Neil Shortland, associate professor in the School of Criminology and Justice Studies at UMass Lowell, is leading a group of researchers studying the use of artificial intelligence to help make difficult decisions.
The team consists of computer science Assistant Professor Ruizhe Ma, electrical and computer engineering Assistant Professor Paul Robinette, philosophy department chair and Associate Professor Nicholas Evans and Holly Yanco, professor and chair of the Miner School of Computer & Information Sciences.
“When people respond to emergencies, many decisions they face are quite predictable. They’re trained on them, and there’s policy,” says Neil Shortland. “But every now and then, they get stuck with a really tough decision they’ve never trained for or never experienced, and don’t have any guidance as to the right thing to do.” He added: “Although these decisions are rare, they occur in the most extreme situations with the highest stakes.”
The U.S. Department of Defense is funding the project through a $3 million grant from its Defense Advanced Research Projects Agency, with $1.2 million going to UMass Lowell and $1.8 million to industry partner Soar Technology, Inc. The Michigan-based firm builds intelligent systems for defense, government and commercial applications.

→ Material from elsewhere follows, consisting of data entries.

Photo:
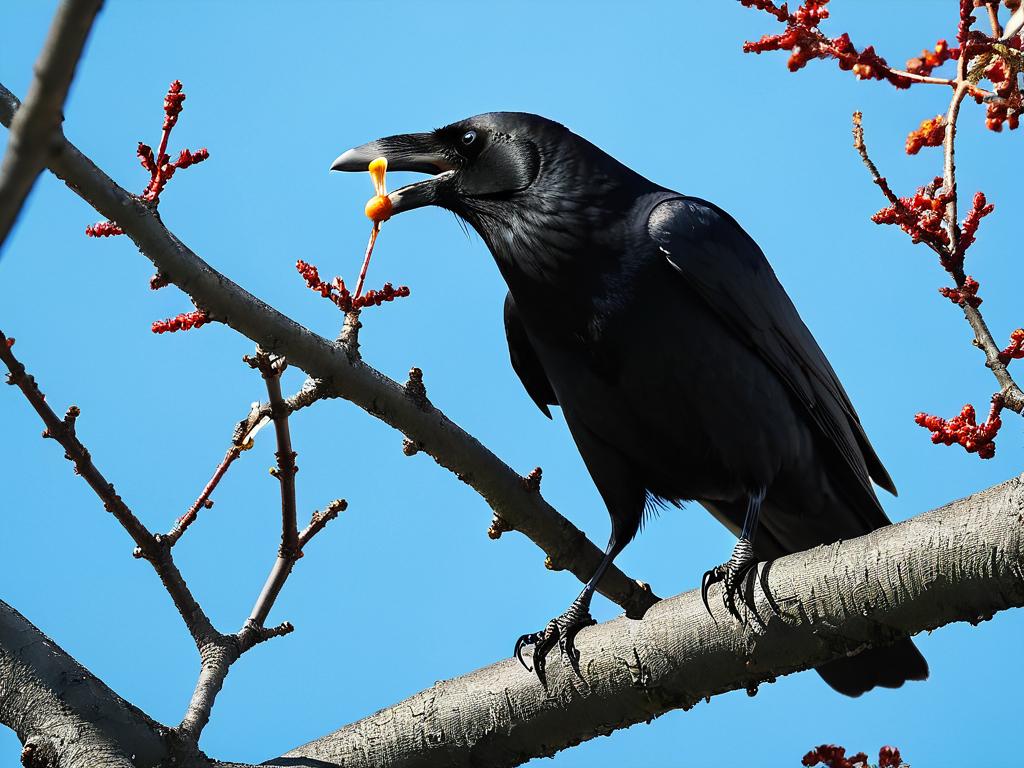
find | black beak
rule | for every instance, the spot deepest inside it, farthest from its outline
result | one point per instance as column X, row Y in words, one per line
column 411, row 152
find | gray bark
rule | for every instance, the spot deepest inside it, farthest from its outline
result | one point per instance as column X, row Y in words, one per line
column 962, row 562
column 55, row 705
column 37, row 129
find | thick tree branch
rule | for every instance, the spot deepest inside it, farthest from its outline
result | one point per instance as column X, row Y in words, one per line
column 427, row 427
column 36, row 130
column 963, row 562
column 54, row 704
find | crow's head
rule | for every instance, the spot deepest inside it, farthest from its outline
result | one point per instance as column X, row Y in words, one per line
column 529, row 186
column 479, row 163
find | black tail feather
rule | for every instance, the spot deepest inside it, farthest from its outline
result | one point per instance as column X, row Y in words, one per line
column 889, row 667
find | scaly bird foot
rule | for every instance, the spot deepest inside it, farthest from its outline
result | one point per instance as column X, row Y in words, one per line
column 732, row 574
column 561, row 630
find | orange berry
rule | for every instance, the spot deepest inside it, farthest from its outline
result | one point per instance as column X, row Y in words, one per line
column 379, row 208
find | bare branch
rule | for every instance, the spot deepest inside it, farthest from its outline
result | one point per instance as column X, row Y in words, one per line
column 147, row 546
column 203, row 502
column 963, row 562
column 36, row 131
column 50, row 699
column 432, row 432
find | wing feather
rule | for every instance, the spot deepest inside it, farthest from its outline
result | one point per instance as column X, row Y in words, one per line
column 727, row 268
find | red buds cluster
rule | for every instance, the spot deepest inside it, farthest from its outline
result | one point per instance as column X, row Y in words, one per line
column 965, row 430
column 805, row 42
column 929, row 60
column 158, row 164
column 835, row 757
column 341, row 296
column 967, row 294
column 183, row 322
column 1015, row 349
column 980, row 208
column 929, row 133
column 920, row 216
column 889, row 757
column 103, row 229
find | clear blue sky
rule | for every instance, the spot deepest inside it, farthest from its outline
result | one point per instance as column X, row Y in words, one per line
column 276, row 93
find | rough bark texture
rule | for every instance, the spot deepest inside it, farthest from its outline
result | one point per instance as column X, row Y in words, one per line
column 37, row 129
column 962, row 562
column 432, row 432
column 69, row 716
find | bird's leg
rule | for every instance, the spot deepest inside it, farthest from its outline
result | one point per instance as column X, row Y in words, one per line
column 733, row 571
column 563, row 629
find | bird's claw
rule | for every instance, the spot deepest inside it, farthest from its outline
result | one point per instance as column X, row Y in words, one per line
column 561, row 631
column 732, row 576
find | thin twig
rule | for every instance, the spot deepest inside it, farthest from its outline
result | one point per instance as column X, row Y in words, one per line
column 432, row 431
column 1011, row 391
column 36, row 130
column 203, row 501
column 861, row 147
column 148, row 546
column 320, row 520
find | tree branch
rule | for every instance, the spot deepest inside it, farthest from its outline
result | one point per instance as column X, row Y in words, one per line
column 36, row 130
column 55, row 705
column 963, row 562
column 427, row 427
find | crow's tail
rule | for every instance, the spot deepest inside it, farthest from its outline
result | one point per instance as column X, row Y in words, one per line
column 889, row 667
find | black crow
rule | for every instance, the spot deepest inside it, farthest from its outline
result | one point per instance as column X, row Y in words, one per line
column 681, row 366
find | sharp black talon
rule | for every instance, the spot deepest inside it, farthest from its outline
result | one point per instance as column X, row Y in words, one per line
column 561, row 631
column 523, row 641
column 711, row 577
column 732, row 576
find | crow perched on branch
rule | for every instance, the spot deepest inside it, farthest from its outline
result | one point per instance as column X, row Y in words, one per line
column 681, row 366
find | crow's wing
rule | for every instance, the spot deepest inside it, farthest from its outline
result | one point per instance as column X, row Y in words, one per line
column 727, row 268
column 524, row 360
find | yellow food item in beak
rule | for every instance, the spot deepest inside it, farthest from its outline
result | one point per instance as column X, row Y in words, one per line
column 379, row 207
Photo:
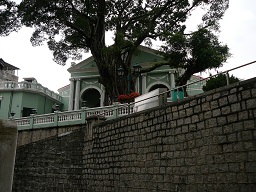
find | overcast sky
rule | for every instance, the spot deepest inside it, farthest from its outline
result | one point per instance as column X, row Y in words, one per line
column 238, row 31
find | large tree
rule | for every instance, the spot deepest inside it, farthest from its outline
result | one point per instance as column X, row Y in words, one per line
column 73, row 26
column 194, row 53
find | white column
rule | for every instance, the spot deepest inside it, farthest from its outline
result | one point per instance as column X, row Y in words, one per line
column 102, row 96
column 77, row 94
column 172, row 79
column 144, row 83
column 137, row 84
column 71, row 95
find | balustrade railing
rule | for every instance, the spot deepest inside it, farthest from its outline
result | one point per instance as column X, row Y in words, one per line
column 79, row 117
column 72, row 117
column 11, row 85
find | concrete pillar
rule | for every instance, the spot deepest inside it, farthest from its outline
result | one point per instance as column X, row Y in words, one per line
column 144, row 83
column 137, row 85
column 8, row 144
column 92, row 122
column 102, row 95
column 77, row 94
column 71, row 95
column 172, row 79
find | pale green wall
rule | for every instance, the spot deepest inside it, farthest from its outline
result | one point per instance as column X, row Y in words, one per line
column 25, row 99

“Imagine you are a doctor managing the emergency room of a large hospital. You suddenly get a call reporting a mass shooting at a nearby concert. In 20 minutes, you will be responsible for triaging more than 200 patients with a range of injuries. You do not have enough staff or resources and the hospital policies are not designed for a situation this dire.”
Modeling human behavior
The goal of the research is to find the best human attributes that AI can mirror when making difficult decisions in extreme environments. “We’re harnessing the essence of a person by modeling them as their best self,” Shortland said. Human judgment is fallible. Even if someone is highly qualified to make a decision, their judgment can be skewed by biases, hunger, tiredness and stress among other factors, he explained. “AI eliminates those issues. It can be the best version of a person each time,” Shortland said.

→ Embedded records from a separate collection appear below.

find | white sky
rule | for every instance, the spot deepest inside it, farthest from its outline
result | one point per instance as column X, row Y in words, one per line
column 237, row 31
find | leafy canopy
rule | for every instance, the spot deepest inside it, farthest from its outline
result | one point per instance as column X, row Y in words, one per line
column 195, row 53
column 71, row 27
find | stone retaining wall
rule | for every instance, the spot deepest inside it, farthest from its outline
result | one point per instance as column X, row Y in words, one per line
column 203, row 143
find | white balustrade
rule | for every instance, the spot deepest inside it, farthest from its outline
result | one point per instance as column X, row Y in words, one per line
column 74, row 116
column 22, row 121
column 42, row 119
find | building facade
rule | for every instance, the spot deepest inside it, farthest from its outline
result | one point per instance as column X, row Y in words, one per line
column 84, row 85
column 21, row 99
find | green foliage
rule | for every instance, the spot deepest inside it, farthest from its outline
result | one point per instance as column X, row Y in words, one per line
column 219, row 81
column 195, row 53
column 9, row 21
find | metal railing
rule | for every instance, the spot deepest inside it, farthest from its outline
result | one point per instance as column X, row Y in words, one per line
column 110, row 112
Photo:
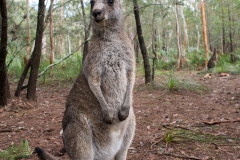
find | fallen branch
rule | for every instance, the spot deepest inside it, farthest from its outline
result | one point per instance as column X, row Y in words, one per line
column 224, row 121
column 184, row 157
column 6, row 130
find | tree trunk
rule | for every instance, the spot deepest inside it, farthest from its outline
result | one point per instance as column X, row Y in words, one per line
column 86, row 32
column 4, row 86
column 154, row 43
column 223, row 30
column 147, row 67
column 34, row 61
column 179, row 66
column 185, row 40
column 28, row 47
column 51, row 38
column 62, row 49
column 204, row 33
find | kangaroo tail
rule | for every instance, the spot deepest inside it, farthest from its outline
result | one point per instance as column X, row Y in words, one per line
column 43, row 155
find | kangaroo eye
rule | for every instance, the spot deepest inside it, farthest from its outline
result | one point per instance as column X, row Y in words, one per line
column 110, row 2
column 92, row 3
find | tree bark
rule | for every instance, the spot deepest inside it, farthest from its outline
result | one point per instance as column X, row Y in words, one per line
column 62, row 49
column 4, row 86
column 34, row 61
column 223, row 30
column 179, row 65
column 147, row 66
column 87, row 28
column 51, row 58
column 204, row 33
column 28, row 47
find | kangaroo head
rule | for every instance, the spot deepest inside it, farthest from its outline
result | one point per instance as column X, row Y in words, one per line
column 106, row 12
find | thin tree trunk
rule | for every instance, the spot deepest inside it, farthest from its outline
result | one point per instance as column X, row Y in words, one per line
column 4, row 86
column 154, row 43
column 86, row 32
column 223, row 30
column 179, row 66
column 204, row 33
column 51, row 38
column 34, row 61
column 61, row 36
column 28, row 47
column 185, row 40
column 147, row 67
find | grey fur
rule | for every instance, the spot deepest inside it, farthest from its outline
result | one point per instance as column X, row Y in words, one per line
column 99, row 122
column 213, row 60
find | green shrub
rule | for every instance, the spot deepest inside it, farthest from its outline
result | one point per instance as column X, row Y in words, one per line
column 15, row 152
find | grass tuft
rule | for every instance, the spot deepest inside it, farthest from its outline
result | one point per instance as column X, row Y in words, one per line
column 15, row 152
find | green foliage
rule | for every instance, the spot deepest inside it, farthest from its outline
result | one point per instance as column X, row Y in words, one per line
column 195, row 57
column 15, row 152
column 167, row 60
column 224, row 65
column 185, row 135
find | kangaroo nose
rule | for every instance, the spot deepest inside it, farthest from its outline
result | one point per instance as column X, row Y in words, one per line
column 96, row 12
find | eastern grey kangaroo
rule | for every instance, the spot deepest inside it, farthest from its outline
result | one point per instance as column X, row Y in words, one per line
column 99, row 122
column 213, row 60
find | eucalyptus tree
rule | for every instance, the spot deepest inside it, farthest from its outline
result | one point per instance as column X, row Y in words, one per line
column 4, row 85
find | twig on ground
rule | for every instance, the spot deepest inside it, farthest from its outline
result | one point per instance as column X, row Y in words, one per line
column 218, row 122
column 184, row 157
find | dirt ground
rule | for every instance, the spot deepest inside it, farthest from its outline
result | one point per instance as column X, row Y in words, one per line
column 156, row 111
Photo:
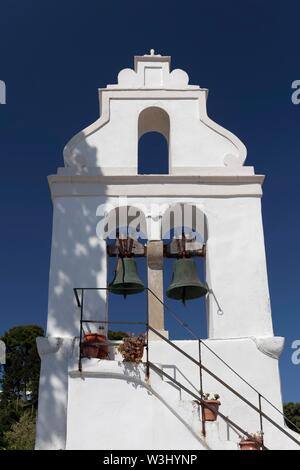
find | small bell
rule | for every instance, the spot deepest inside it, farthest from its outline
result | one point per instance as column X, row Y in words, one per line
column 126, row 280
column 185, row 284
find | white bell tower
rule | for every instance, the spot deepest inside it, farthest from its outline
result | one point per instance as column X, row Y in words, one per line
column 206, row 172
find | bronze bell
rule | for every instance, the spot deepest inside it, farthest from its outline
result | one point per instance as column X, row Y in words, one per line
column 126, row 280
column 185, row 284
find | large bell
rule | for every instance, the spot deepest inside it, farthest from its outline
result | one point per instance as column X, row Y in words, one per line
column 126, row 280
column 185, row 284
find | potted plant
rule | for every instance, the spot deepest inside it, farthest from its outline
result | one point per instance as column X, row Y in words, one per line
column 94, row 345
column 254, row 442
column 211, row 413
column 132, row 348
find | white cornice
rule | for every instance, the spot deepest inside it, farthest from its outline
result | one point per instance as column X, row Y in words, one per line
column 155, row 186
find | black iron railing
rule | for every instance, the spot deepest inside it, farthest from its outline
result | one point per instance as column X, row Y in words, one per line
column 199, row 363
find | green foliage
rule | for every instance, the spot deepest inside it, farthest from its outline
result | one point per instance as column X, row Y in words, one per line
column 116, row 335
column 22, row 433
column 21, row 375
column 292, row 412
column 22, row 369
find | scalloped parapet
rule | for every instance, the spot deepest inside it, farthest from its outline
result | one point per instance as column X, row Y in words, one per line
column 153, row 98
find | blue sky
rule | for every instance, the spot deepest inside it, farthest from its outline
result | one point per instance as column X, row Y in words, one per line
column 53, row 57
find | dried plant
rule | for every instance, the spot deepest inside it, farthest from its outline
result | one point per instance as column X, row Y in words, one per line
column 255, row 436
column 132, row 348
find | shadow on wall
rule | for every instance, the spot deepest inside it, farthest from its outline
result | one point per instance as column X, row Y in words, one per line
column 77, row 260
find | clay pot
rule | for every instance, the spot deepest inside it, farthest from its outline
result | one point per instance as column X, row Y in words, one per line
column 249, row 445
column 210, row 414
column 94, row 345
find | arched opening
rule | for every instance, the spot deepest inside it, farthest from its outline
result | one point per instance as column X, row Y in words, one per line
column 153, row 145
column 188, row 219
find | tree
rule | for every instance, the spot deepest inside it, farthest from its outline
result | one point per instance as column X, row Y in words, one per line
column 292, row 412
column 22, row 433
column 20, row 377
column 22, row 369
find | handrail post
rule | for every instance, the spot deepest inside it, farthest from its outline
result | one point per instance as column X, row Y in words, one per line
column 147, row 340
column 261, row 420
column 80, row 332
column 201, row 389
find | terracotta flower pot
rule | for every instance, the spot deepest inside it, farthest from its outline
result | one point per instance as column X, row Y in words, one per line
column 94, row 345
column 211, row 413
column 249, row 445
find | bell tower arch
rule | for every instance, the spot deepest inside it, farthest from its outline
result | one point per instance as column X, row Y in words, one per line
column 222, row 196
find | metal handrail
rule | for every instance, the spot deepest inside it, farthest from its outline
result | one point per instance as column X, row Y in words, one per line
column 198, row 363
column 187, row 328
column 231, row 389
column 202, row 402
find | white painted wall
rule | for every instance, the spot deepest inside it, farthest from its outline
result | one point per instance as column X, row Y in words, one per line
column 205, row 170
column 119, row 409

AI also helps increase the number of decision makers in situations like mass shootings, where instead of having just one doctor assessing victims, dozens of robots could be deployed to evaluate the victims after being programmed with AI that models the doctor’s decision-making processes.

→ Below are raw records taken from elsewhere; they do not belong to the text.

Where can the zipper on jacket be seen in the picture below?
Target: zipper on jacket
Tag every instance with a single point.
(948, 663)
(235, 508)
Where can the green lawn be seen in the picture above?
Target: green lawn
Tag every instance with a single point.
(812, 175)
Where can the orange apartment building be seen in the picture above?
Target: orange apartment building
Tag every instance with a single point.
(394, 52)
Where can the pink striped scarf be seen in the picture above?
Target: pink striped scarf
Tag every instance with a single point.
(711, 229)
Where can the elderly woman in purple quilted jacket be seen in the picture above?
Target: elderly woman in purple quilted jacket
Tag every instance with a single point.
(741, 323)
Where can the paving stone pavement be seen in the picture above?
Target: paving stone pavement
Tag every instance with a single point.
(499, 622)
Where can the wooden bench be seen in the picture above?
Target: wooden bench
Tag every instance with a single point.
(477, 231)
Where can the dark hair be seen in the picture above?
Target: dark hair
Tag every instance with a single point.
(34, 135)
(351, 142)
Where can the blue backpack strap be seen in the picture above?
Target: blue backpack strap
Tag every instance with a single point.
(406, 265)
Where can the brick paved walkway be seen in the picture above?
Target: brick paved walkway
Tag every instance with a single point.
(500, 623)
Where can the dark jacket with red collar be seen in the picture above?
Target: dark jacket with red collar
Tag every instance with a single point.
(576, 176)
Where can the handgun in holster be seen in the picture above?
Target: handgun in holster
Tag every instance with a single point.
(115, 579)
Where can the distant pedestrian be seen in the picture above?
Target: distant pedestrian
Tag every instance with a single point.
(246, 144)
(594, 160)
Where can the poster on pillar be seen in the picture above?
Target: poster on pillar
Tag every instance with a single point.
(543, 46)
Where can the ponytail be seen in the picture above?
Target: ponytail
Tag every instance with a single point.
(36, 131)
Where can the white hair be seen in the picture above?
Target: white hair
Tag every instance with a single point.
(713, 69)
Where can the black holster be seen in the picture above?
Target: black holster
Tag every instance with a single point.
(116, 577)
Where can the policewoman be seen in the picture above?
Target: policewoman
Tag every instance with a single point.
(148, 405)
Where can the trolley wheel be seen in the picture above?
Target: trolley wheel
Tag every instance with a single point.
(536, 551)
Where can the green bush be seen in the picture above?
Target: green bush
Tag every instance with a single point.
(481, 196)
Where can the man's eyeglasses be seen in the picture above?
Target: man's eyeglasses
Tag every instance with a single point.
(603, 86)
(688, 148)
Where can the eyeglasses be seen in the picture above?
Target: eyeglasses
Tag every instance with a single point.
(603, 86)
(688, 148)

To study the best human attributes for different decision-making scenarios, the researchers will expose people to emergency situations using a computer research tool developed by Shortland called the Least-Worst Uncertain Choice Inventory For Emergency Responses (LUCIFER). They will then measure how a person’s psychological traits and values impact their decisions.
“When we identify the key decision-maker attributes, we will be able, to some extent, quantify a decision process and develop AI decision systems tailored to specific needs and environments,” Ma said.
One scenario the research team is focusing on is triaging patients. Using LUCIFER, test subjects will be presented with visuals of patients with various injuries and vital signs before determining if they are OK, if they are eventually going to need medical assistance, if they need help right away or if they are deceased.
The researchers are also developing a 3D simulation that immerses test subjects in triage scenarios.
“The triage micro-world will allow us to evaluate the progress of the overall project,” said Robinette, who is designing the 3D simulation with his students.
“It will help us see if what we’re finding in our LUCIFER studies transition into a more real-world environment,” Shortland added.
For the research project, the team will be utilizing on-campus resources, including UMass Lowell’s Misinformation Influence Neuroscience and Decision-making Lab and the New England Robotics Validation and Experimentation Center, while tapping the researchers’ range of skills and expertise.
“Interdisciplinary teams are required to push research out of the lab to the real world, where it can save lives,” Robinette said. “I’m looking forward to the great things we can all do together.”